Friday, October 6, 2017

Have Corporate Prediction Markets Had Their Heyday?

Summary and critique by Kevin Muvunyi
Thomas Wolfram in his article “Have Corporate Prediction Markets Had Their Heyday”, examines the reasons behind the relatively low adoption of prediction markets by large business entities as a forecasting tool, and then proceeds to provide possible avenues to revive this important prediction technique. To achieve the purpose of his research, the author reviewed existing literature on the subject and conducted interviews with 32 key business executives.

 In his attempt to understand the contradiction between the strong academic support for prediction markets and its slow uptake by businesses, Wolframm first examines the rationale behind the popularity of this methodology in the world of academia. According to the author, multiple research studies have proven that prediction markets are more efficient in decision making and forecasting, because they eliminate the problematic caused by bias and group pressure in traditional decision making settings by allowing the participants to make their decision anonymously. Furthermore, the technique incentivizes individuals through the promise of possible remuneration to bring forth new information, which can then be aggregated to predict the outcome of a future event, thus, making them more efficient in comparison to long-standing forecasting instruments like questionnaires, surveys, and polls according to the author. 

After examining the merits of the methodology, Wolframm then moves to provide possible explanations to the current withering status of prediction markets in the business world, primarily basing his assertions on interviews conducted with key corporate decision makers. The author summarizes the explanations into three key points as follows:
  • Finding appropriate and knowledgeable experts (traders) is complicated; it does not help if participants are diverse but ignorant of the issue as it undermines their predictions
  • Lack of trust from the top echelons of management: management trusts consulting groups more than own employees, and also believes that prediction markets disturb the concept of hierarchy in an organization due to the fact that their ideas have a chance of being rejected based on this model, thus, undermining their authority.
  •  Businesses “going digital” in a different direction from prediction markets; as businesses turn digital prediction markets become obsolete, because everything becomes data driven, therefore, big data analysis and other similar techniques are more insightful and appropriate.
In the light of apparent insurmountable obstacles to the revival of prediction markets in corporate circles, Wolframm advocates that they are possible ways to remediate this issue.
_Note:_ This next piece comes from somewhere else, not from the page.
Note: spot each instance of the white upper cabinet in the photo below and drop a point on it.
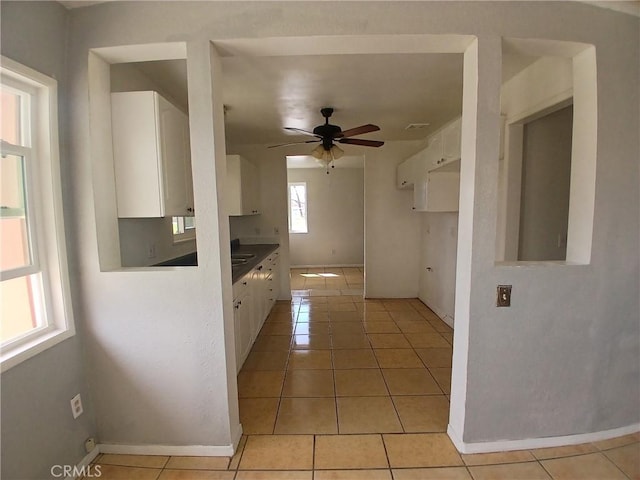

For example, the author suggests that to ensure knowledgeable traders, a convenient graphical user interface and communication exercises accompanying prediction market implementations would be more appropriate. Furthermore, Wolframm brings forth the notion of idea markets as an innovative approach to the forecasting tool. In contrast to traditional prediction market whereby participants are allowed to trade on the outcome of uncertain future events, idea markets could provide a platform for the generation and assessment of ideas through the trading of virtual stocks representing products and concepts.


The author does a great job at analyzing the root cause of disaffection of prediction markets as a forecasting technique in the corporate world. He also equally provides sound alternatives to revive the technique. Nonetheless, the only problem with his article is that it fails to demonstrate in a tangible manner, the superiority of improved prediction markets in comparison to big data analytical tools in the new data driven world that we live in today.



  1. At the very least, prediction markets can help organizations in reducing uncertainties. Management can benefit from the information that can be harnessed from prediction markets. Prediction markets can also give management insights into the diversity of employees' knowledge base.

  2. Kevin, it's interesting to hear your point as a data science guy that no one has compared the prediction market model to more sophisticated metadata tools. I'd be curious to see what that finds.

  3. Oddi, I absolutely agree with the point that you are making. Prediction markets definitely provide management with accurate and unbiased information about a firms ecosystem. Ultimately, studies need to be conducted to examine whether prediction markets are still relevant in this new era of big data.

  4. Sam, personally I think that the future lies in the use of big data tools, especially that everything is becoming increasingly digitalized

  5. I agree with Kevin that compared to big data tools prediction markets are inferior. Big Data tools can be backed up with advanced statistics, where as prediction markets are the culmination of multiple decisions by analysts and experts. However, a prediction market can be great for decision makers to see big moving pieces and see where their analysts/experts are in an easy to understand way.

  6. The success of prediction markets in organizations requires buy-in from the organizations as a whole. Harnessing the wisdom of the crowd can have great benefits in decision-making especially when participants get the satisfaction of being right when things go as planned. Management need to get to a point where they can rely more on the benefits on prediction markets which will help fine-tune their decision-making process.